For the first time in quite a few years, the ruling party’s student wing looks set to be missing from the highest decision-making bodies of Jadavpur University (JU).
The SFI, students’ wing of the CPM, has taken a surprise beating from two other students’ unions — the All-India Democratic Students’ Organisation (AIDSO) and the Progressive Democratic Students’ Federation (PDSF) — in the polls to the electoral college that will select representatives to JU’s university court and executive council.
The polls, which took place on Thursday, saw the SFI managing to get 70 students in, but the AIDSO and the PDSF together succeeded in getting the electoral college packed with nearly 100 members.

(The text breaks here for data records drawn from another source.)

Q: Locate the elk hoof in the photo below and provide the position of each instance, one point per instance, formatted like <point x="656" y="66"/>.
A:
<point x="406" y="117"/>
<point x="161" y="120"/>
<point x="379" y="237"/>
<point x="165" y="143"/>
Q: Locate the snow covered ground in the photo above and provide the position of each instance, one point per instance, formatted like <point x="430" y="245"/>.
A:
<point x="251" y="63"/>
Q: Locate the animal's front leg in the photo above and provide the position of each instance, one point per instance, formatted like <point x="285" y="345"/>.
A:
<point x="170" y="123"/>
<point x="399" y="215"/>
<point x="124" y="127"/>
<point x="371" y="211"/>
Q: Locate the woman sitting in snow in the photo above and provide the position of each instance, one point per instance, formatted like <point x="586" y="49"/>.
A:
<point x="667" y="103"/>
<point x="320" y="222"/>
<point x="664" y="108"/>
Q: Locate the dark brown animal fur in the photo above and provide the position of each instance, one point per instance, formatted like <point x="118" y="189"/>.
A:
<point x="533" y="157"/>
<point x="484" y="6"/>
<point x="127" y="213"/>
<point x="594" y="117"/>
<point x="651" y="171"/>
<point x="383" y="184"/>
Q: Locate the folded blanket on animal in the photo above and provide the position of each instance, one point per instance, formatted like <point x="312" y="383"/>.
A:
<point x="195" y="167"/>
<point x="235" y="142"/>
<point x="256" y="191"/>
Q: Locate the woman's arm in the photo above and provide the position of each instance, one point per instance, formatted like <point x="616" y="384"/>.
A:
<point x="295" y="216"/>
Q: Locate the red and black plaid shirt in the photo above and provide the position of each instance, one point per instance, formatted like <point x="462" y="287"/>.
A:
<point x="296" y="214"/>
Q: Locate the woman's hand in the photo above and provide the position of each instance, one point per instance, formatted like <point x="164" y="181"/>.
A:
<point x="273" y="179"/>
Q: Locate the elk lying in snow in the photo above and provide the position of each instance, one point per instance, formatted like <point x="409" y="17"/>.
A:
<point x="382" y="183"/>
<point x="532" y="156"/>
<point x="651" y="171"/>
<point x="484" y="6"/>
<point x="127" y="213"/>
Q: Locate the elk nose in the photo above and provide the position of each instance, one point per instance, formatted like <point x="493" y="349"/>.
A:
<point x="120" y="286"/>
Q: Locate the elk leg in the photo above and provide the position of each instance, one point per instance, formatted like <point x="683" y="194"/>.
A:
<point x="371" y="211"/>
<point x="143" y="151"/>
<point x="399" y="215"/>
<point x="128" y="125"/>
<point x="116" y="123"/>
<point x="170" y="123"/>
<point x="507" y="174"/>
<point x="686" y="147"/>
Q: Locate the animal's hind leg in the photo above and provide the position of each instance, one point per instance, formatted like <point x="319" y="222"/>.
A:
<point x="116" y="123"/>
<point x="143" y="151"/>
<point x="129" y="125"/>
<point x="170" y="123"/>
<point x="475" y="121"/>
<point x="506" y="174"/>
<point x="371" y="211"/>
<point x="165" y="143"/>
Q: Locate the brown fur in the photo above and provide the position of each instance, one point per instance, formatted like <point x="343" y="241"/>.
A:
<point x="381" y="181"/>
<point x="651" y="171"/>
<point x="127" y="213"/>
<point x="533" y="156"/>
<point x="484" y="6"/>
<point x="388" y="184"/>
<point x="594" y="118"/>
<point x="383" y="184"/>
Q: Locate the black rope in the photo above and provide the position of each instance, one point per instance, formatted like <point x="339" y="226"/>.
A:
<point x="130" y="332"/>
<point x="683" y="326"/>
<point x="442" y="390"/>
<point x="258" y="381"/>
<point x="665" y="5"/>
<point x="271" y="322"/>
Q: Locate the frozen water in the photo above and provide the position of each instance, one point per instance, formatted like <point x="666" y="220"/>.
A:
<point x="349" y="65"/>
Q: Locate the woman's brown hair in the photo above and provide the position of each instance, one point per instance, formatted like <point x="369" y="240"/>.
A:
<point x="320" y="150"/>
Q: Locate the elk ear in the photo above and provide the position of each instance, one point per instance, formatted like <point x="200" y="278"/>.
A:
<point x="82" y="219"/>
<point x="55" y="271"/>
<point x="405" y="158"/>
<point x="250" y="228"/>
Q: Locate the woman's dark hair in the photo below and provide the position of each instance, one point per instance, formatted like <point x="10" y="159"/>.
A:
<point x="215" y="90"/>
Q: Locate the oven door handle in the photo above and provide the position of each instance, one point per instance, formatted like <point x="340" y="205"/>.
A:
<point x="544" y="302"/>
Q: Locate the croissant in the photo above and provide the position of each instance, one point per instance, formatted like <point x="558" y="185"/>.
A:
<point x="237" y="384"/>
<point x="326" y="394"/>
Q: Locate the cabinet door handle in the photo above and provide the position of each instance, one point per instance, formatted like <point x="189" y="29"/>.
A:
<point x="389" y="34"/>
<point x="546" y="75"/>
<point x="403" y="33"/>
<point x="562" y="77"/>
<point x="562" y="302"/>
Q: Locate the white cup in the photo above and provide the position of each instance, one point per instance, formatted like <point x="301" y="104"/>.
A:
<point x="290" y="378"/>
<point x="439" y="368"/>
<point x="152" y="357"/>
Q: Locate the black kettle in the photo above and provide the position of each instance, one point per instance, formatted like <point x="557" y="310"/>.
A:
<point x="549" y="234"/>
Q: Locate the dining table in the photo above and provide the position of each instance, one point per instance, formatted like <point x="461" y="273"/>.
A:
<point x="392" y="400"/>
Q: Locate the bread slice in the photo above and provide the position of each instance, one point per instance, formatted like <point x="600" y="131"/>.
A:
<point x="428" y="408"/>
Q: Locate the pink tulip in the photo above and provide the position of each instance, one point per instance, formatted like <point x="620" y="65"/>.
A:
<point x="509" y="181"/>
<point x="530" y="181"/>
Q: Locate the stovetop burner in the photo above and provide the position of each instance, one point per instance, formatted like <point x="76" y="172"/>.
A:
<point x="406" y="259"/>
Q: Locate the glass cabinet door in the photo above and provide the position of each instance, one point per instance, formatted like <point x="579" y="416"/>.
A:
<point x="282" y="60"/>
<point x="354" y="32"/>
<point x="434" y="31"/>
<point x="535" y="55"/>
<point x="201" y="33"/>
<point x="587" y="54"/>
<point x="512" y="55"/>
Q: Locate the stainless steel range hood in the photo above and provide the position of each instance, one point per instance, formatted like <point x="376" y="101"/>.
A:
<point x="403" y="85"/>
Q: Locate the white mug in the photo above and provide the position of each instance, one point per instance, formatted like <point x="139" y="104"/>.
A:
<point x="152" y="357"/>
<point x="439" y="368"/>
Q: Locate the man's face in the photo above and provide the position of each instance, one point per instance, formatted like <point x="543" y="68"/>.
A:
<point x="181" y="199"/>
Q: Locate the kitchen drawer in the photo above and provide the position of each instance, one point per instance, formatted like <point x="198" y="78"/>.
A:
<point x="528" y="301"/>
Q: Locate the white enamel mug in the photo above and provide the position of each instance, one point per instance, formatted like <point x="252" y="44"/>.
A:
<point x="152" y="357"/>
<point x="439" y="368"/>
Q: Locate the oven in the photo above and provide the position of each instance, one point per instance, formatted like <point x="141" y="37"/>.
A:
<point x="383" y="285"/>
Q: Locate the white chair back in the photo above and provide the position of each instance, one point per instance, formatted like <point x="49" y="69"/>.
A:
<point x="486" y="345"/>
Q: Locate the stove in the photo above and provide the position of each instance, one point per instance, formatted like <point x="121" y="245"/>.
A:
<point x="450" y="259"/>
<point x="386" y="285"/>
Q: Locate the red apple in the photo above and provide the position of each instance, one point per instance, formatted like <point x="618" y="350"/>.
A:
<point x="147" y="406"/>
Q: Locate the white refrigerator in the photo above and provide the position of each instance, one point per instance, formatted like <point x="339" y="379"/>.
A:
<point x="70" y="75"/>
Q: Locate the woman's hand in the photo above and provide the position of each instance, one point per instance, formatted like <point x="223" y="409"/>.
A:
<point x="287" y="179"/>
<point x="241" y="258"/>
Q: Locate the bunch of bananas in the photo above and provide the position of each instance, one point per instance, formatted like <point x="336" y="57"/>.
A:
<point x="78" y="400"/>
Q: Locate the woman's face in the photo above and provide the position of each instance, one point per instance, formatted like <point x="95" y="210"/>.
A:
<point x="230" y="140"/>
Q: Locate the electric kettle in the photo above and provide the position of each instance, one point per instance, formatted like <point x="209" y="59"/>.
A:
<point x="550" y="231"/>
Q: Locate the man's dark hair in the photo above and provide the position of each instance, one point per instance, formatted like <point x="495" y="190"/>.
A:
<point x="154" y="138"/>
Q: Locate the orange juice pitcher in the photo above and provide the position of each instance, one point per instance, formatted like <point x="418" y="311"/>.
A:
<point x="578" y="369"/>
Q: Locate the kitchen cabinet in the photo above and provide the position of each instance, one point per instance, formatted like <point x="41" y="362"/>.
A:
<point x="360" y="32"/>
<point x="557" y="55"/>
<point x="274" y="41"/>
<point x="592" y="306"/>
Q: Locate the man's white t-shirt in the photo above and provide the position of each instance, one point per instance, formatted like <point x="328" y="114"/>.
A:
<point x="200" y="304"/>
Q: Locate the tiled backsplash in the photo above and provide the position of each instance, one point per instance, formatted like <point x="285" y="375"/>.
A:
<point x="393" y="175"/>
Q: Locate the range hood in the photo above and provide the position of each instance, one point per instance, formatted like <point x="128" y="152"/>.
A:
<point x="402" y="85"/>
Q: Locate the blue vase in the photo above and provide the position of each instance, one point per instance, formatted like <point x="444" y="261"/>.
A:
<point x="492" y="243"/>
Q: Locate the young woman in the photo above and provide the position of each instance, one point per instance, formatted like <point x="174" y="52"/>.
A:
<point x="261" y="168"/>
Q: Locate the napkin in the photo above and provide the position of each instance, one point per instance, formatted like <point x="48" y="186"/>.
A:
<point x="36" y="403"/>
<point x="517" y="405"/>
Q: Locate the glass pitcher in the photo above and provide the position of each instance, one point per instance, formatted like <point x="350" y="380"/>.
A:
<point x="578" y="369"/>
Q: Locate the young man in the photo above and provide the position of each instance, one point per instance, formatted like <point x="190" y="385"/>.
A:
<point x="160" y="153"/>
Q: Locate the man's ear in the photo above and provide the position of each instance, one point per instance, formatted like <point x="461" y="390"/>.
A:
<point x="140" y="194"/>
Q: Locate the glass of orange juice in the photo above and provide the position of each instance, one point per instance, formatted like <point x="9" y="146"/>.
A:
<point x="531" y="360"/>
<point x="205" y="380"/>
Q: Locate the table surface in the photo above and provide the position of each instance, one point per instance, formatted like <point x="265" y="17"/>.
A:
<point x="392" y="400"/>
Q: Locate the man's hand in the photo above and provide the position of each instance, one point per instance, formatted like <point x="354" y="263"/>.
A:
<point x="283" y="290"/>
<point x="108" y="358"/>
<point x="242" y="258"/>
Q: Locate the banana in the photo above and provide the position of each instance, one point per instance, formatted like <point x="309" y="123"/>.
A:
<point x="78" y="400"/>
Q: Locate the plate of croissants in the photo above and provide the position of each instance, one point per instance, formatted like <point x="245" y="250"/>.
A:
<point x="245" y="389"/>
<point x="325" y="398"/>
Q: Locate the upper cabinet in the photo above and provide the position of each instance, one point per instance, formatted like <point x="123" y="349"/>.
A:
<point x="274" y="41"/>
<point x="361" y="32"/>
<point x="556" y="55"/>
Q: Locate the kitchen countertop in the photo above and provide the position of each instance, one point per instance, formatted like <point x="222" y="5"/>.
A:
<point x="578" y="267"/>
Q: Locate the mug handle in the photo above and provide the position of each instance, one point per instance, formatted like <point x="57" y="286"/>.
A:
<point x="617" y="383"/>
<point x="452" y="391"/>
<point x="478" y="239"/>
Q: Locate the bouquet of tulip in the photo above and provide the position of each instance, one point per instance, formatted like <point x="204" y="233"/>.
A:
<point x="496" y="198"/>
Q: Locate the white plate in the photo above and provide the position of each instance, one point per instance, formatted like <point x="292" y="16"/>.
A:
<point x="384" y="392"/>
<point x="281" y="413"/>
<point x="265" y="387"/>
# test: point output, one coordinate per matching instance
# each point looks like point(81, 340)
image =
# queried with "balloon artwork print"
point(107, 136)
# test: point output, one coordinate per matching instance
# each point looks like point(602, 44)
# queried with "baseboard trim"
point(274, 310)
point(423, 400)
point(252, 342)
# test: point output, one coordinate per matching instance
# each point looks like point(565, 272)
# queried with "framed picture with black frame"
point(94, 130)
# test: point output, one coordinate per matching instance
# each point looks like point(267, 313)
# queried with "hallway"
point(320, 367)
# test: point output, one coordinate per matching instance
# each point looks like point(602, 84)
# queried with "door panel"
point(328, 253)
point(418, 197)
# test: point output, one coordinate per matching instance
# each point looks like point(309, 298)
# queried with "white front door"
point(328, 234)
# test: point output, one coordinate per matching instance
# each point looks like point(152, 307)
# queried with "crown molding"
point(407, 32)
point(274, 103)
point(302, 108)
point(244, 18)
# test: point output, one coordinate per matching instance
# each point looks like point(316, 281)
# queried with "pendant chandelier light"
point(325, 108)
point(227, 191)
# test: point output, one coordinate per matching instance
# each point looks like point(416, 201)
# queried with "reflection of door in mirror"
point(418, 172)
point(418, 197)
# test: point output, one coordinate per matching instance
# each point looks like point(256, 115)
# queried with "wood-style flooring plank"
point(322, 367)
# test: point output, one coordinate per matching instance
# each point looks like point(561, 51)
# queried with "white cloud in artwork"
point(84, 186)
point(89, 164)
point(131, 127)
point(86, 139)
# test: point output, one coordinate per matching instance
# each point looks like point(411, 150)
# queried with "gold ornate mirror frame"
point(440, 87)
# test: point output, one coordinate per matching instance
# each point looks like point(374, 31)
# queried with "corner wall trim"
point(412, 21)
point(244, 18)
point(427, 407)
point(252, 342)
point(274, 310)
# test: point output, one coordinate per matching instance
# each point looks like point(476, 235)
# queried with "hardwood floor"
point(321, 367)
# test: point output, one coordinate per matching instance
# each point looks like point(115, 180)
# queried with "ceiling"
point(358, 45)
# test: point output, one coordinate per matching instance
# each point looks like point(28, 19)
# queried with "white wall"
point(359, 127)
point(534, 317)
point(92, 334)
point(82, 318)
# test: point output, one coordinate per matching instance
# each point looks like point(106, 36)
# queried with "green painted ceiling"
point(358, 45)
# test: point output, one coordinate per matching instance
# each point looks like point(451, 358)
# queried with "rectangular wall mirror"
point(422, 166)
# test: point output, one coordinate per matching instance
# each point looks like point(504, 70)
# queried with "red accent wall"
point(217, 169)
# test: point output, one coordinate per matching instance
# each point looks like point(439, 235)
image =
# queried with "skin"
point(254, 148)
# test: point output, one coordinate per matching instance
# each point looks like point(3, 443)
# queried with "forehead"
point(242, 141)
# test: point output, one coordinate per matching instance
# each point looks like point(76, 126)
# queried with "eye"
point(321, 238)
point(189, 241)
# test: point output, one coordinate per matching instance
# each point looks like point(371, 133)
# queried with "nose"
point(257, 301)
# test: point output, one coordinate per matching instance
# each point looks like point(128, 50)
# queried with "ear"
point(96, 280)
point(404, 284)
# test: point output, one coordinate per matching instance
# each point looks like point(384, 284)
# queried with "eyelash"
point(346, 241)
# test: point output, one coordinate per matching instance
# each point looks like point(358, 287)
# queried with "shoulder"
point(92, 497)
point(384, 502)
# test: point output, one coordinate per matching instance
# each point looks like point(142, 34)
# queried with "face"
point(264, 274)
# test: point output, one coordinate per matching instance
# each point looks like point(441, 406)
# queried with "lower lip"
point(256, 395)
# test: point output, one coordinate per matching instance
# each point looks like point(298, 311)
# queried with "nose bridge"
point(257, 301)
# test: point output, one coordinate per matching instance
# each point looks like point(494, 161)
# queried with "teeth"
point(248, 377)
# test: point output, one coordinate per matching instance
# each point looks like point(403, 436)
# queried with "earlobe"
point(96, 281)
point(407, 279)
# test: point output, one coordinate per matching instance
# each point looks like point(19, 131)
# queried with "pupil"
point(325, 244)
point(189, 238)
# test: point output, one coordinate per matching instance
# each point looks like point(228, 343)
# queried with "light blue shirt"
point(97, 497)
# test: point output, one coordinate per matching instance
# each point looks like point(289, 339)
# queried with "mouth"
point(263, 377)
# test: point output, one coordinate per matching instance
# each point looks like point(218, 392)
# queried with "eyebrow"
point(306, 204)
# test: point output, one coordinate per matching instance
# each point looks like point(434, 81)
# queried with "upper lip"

The elections are crucial because this electoral college sends students’ representatives to the two bodies — court and executive council — that ratify every important decision, ranging from the appointment of a teacher to the go-ahead for an increase in fees, that the university takes.
Students have six seats reserved for them in the university court and the executive council has two representatives from the students’ community. The numbers game suggests that all eight seats are now likely to be bagged by students affiliated to the AIDSO and the PDSF.
This, admit senior campus officials, may make it difficult for the university to push through many decisions, particularly because most key decisions — on issues like fee-hike and privatisation — have been opposed by the two organisations.
Though both the court and the council are still packed with CPM sympathisers, officials admit that it will be “unseemly and difficult” to implement decisions in the face of sustained opposition from students’ representatives.